Project Description

An actual problem in the field of eSports competitions deals with analysis of athlete when he playing a game, particularly shooters like Counter-Strike (CS:GO). The subject of interest is the behavior of player, and his skills, the dependences and/or causalities between different player characteristics. For example, we can study the relations between emotions and scores in the game, or between some biometric characteristics and the level of his skills.

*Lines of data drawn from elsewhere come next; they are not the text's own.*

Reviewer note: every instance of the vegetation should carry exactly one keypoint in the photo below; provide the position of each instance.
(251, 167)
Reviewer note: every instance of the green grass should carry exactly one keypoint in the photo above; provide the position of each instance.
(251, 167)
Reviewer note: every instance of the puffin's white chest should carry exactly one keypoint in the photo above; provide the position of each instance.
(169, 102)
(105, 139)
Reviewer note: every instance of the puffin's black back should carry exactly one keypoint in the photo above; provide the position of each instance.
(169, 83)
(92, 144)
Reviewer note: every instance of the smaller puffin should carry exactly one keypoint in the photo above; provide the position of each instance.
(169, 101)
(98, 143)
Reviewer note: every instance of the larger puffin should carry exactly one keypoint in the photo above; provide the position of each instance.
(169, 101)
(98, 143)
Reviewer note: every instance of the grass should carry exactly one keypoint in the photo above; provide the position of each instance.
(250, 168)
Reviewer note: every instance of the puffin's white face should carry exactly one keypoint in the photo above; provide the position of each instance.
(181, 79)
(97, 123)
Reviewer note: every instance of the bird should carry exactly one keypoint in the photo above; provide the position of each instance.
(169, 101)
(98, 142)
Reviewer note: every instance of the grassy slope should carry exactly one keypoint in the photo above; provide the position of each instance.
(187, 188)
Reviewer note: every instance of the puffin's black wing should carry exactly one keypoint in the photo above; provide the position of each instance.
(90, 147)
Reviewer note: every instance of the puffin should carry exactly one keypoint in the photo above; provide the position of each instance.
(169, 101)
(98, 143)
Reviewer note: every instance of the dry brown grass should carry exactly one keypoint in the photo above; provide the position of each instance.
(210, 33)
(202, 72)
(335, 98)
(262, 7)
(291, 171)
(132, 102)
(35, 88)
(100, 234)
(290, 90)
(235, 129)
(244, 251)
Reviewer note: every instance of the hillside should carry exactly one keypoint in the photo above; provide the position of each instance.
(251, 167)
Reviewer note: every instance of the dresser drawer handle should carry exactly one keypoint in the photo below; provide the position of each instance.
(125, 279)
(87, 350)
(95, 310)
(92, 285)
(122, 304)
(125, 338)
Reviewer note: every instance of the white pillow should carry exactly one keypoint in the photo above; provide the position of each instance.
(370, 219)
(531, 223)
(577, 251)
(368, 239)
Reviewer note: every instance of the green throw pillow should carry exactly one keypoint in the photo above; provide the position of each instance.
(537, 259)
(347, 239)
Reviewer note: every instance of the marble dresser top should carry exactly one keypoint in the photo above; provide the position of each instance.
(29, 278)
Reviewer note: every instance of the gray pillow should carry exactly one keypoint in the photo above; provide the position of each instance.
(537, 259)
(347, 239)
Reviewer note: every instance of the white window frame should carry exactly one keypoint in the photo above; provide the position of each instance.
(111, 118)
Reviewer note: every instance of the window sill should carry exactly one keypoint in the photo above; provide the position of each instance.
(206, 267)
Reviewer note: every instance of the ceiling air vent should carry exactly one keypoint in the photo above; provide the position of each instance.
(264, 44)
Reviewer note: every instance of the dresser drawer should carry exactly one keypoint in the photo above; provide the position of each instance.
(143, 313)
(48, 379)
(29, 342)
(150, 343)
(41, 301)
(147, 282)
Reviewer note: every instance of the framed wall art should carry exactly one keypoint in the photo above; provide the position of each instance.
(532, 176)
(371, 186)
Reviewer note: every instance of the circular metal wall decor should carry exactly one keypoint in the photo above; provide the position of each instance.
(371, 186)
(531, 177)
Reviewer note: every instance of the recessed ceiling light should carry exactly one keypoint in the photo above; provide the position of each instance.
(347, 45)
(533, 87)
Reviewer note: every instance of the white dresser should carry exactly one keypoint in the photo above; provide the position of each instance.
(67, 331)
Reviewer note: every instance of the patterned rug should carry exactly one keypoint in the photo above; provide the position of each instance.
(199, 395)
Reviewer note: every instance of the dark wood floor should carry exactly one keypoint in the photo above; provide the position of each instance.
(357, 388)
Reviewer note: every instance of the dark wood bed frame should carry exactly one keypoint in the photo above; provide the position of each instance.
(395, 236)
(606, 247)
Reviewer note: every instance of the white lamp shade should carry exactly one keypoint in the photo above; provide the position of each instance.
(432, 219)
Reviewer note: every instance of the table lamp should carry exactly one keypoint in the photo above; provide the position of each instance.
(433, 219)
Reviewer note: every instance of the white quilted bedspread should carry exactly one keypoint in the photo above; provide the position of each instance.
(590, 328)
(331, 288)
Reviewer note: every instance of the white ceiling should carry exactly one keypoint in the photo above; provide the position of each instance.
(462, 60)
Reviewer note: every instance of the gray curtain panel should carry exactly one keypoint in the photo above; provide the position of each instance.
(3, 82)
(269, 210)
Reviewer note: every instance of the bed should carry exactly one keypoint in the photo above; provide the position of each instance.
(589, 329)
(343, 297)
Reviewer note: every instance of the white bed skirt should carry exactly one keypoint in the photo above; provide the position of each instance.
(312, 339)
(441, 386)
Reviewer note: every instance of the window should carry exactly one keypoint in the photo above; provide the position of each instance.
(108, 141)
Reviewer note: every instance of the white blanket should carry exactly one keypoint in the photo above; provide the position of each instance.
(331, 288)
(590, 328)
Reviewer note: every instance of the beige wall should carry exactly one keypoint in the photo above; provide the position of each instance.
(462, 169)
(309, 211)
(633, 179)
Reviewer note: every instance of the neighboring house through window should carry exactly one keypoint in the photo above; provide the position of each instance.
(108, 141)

The data obtained from player can be multimodal, i.e. can include the information from both different biometric sensors and the history (or log) of game events. We can consider sensors such as mouse and keyboard, eye-tracker, ECG, EMG, accelerometers (on fingers or hand), video cameras, microphones (speech and team communication study) as well as psychological questionnaires.

Our upcoming goal is to build a portrait of the athlete using gameplay and sensor data, to classify him to certain type of players (as optional), and to figure out his weak points and recommendations what him to work on. It implies data preprocessing, skilful feature engineering and data modeling using Machine Learning methods.

The following tasks can be considered:

Aiming, laying and fine-tuning the sight A particular interest is paid to the mouse movement and the time before fire and right after start first firing in the shooter game. Usually, a player moves a mouse when aiming the gun, then start firing, and then aiming to the enemy more precisely i.e. making fine-tuning the sight and fire more and more. We need to investigate what is the nature of the skills and the manner of aiming and firing, to distinct patterns (types) of such behavior of mouse moving, time spent and their relation to the effectiveness of firing. We can study mouse, eye-tracker, other sensors if necessary and the log (.dem) of the game. We need to describe the portrait of a firing player as a set of distinctive and relevant features.

Shooting duel The task is similar to the previous one, but here we are interest in the whole duel between two players rather than only aiming time intervals. We consider only periods when one player attacks another (and so, first, we need to distinct these periods) and we study the features of player behavior during the duel: the player manner of movements, firing and so on. Also, we need to estimate player duel skills, i.e. to predict his effectiveness using gameplay (.dem) and sensor data.

Intra-command communications via speech recognition Players within the team talk with each other. They have different roles and different manners of communication. We need to distinct such types of their behavior by analysis of their speech, lets using only text at first. Also, we have to draw relations between features from speech and their player psychotypes.

Prediction of player skill from gameplay data First, we focus deep on analysis of gameplay data without any sensors, but using a perfect free dataset of game logs given from https://www.hltv.org/. The task is to describe player behavior by a set of features in order to predict player (or the whole team) skills that can be measured as kill-death ratio, or as total score, or as a common rank of the team. The manner of player motion, firing, special expedients usage (like fire from the duck pose, etc.) have to be taken into account.

References

  1. Drachen, A., Canossa, A., & Yannakakis, G., N. “Player Modeling using Self-Organization in Tomb Raider: Underworld.” In Proceedings of the IEEE Symposium on Computational Intelligence and Games. Milan, Italy, September 7-10, 2009.
  2. M. Seif El-Nasr, A. Drachen, and A. Canossa, Game Analytics: Maximizing the Value of Player Data. Springer Publishers, 2013.
  3. J. Gow, R. Baumgarten, P. Cairns, S. Colton, P. Miller. 2012. Unsupervised modeling of player style with LDA. IEEE Transactions on Computational Intelligence and AI in Games 4, 3, 152–166.
  4. D. Hooshyar, M. Yousefi and H. Lim, “A systematic review of data-driven approaches in the player modeling of educational games,” Artificial Intelligence Review, pp. 1-21, 2017
  5. D. Buckley, K. Chen, and J. Knowles, “Predicting skill from gameplay input to a first-person shooter,” in Proc. IEEE Conf. Comput. Intell. Games (CIG’13), Aug. 2013, pp. 105–112.